Abstract

When an afferent nerve is stimulated by two similar break-shocks at a sufficiently short interval, it has been found that the ensuing reflex response is no greater than the response to a single break-shock. The shortest interval at which the second stimulus produces an additional response has been called “the least interval for muscular summation” (Adrian and Olmsted, 1922). Different observes have found fairly comparable values for this interval in the mammalian preparation: 0·75 σ to 1·31 σ (Sherrington and Sowton, 1915); 1·2 σ to 2·4 σ (Adrian and olmsted, 1922); 1·0 σ to 2·4 σ (Forbes, Querido, Whitaker and Hurxthal, 1928). It was at first thought that the ineffectiveness of the second stimulus at intervals less that “the least interval” was due to a refractory period of the central part of the reflex arc; consequently the “least interval” was used as a measure of the duration of the absolutely refractory period of the reflex arc. Forbes (1922), however, pointed out that the duration of the “least interval” was similar to the duration of the absolutely refractory period of the afferent nerve ( cf . Sherrington, 1921, p. 257), and concluded that the ineffectiveness of the second stimulus was probably due to its inability to set up centripetal impulses in the afferent nerve, and not to a blocking of such impulses by a refractory period in some part of the central reflex pathway.

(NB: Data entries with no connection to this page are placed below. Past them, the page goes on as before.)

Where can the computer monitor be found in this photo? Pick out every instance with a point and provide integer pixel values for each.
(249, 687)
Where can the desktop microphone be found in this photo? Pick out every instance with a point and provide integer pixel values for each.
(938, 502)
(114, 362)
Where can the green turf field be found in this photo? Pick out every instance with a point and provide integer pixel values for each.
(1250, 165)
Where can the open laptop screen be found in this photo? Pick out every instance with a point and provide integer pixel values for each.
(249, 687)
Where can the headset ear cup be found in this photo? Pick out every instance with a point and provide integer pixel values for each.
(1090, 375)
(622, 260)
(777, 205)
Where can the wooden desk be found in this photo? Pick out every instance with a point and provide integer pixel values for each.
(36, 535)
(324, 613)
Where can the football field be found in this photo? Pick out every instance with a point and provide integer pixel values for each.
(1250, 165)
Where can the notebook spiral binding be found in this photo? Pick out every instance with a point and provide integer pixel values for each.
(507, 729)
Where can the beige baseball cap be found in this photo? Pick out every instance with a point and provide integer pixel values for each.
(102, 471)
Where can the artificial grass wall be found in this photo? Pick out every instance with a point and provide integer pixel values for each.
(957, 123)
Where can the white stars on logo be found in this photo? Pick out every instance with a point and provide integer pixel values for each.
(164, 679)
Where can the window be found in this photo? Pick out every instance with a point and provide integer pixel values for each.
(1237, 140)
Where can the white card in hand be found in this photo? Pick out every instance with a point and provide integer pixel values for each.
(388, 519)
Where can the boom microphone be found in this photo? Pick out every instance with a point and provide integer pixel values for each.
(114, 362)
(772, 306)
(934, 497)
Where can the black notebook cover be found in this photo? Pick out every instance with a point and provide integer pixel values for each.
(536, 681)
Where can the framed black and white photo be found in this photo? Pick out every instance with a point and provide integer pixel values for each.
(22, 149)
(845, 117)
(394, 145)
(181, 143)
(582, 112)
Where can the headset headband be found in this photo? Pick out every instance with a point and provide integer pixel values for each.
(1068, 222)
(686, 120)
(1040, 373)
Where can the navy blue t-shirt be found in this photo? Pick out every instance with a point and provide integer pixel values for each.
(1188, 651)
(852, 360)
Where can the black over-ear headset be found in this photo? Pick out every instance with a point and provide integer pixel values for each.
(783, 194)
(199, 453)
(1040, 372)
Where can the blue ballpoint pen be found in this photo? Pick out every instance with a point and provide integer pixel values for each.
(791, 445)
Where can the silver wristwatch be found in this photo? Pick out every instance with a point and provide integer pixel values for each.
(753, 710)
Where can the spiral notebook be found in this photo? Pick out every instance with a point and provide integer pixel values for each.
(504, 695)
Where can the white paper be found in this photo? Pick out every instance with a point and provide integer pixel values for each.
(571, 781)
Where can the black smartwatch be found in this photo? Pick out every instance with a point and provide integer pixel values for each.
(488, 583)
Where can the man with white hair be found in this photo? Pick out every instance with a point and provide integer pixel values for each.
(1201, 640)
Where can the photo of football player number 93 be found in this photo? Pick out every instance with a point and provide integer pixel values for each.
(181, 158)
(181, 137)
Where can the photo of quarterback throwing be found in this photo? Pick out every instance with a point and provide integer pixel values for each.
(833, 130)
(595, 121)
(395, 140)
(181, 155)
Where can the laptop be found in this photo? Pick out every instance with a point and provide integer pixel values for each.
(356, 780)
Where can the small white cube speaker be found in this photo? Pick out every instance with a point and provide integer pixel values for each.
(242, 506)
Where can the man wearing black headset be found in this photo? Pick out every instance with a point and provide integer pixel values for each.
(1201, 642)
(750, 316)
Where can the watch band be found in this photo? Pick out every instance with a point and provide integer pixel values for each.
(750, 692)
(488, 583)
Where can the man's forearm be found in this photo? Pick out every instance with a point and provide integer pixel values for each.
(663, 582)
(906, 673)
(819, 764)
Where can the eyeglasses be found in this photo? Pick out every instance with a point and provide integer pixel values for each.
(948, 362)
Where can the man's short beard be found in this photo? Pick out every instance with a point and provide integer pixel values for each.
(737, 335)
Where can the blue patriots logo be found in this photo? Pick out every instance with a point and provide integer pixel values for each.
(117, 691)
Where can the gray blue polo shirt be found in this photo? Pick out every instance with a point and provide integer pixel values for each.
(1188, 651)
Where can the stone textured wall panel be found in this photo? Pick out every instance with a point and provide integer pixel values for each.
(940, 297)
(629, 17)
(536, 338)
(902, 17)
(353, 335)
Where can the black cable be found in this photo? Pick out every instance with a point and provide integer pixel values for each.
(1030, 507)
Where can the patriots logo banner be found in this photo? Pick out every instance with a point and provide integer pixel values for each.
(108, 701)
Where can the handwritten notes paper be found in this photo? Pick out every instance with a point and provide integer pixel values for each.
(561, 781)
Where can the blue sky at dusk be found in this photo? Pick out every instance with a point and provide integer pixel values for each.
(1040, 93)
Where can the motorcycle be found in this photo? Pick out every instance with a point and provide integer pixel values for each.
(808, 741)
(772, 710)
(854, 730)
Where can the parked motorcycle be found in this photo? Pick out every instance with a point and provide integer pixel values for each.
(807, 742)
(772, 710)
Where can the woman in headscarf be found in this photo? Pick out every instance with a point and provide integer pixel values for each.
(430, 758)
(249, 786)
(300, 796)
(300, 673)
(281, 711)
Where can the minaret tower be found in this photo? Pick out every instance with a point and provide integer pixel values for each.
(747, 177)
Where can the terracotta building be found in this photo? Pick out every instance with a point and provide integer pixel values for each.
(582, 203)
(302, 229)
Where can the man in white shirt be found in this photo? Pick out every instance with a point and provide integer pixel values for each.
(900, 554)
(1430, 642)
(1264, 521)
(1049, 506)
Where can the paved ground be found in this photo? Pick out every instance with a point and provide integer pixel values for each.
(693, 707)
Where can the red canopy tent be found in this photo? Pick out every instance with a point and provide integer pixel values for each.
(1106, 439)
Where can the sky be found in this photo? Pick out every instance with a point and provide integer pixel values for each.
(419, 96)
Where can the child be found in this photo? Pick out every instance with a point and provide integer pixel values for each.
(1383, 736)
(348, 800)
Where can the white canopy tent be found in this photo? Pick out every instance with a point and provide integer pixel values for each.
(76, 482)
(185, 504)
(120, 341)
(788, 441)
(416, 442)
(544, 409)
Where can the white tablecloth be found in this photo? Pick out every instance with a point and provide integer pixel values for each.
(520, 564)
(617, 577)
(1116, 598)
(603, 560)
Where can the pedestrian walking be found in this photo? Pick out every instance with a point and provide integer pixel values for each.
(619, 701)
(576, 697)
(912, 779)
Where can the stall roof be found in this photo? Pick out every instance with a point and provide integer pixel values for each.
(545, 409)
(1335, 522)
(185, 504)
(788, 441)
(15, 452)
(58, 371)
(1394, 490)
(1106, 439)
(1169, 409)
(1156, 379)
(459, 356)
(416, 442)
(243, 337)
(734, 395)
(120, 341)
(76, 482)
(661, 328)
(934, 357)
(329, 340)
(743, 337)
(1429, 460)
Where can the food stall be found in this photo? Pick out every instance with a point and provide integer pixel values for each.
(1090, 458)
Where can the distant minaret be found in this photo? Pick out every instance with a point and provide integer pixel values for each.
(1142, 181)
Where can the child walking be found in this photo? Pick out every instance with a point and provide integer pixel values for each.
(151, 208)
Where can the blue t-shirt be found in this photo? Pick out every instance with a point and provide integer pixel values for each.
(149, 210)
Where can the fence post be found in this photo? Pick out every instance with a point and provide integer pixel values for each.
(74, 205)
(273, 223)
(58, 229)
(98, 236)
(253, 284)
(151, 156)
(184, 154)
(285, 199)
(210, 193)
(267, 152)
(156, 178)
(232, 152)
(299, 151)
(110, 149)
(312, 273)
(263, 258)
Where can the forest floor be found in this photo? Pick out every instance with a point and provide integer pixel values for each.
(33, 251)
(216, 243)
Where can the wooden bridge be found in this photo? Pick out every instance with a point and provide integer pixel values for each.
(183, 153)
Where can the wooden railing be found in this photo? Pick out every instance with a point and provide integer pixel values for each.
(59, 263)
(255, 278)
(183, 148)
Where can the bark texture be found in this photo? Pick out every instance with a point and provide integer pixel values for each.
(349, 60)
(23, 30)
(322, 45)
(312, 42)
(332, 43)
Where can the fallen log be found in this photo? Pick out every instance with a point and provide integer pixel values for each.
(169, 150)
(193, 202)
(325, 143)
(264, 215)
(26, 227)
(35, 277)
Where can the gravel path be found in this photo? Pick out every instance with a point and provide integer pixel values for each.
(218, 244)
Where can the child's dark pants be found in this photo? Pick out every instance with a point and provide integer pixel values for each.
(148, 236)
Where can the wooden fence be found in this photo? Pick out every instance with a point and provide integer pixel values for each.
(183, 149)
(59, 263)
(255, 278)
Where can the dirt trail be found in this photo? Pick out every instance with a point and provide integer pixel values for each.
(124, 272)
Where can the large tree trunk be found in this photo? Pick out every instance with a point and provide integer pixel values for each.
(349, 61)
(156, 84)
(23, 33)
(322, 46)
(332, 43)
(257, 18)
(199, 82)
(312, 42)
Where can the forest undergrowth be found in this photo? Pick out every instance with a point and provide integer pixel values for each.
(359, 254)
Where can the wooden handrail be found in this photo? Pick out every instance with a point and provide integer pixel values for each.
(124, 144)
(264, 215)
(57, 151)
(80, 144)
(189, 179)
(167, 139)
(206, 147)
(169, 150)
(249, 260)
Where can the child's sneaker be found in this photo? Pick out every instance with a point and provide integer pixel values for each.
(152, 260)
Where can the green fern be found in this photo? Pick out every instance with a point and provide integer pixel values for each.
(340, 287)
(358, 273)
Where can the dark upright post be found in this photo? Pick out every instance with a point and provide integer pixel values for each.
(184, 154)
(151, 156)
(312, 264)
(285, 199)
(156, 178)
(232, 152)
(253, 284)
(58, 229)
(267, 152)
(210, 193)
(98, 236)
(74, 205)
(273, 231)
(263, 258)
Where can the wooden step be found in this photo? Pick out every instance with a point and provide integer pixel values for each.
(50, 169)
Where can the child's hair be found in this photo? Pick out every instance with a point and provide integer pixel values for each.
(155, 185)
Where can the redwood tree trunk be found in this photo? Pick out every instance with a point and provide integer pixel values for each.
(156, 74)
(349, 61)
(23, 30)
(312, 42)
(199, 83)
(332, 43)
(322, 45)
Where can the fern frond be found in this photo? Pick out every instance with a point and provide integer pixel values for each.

Later (1928) Forbes and his co-workers suggested that the reflex response added by the second centripetal volley, when it followed the first at very short intervals, might not be due to a second discharge of those motoneourones which had already responded to the first volley. Other motoneurones might be excited by summation of the central effects of the two centripetal volleys. If that were so, “the least interval for muscular summation” would have no relation to the refractory period of the reflex pathway.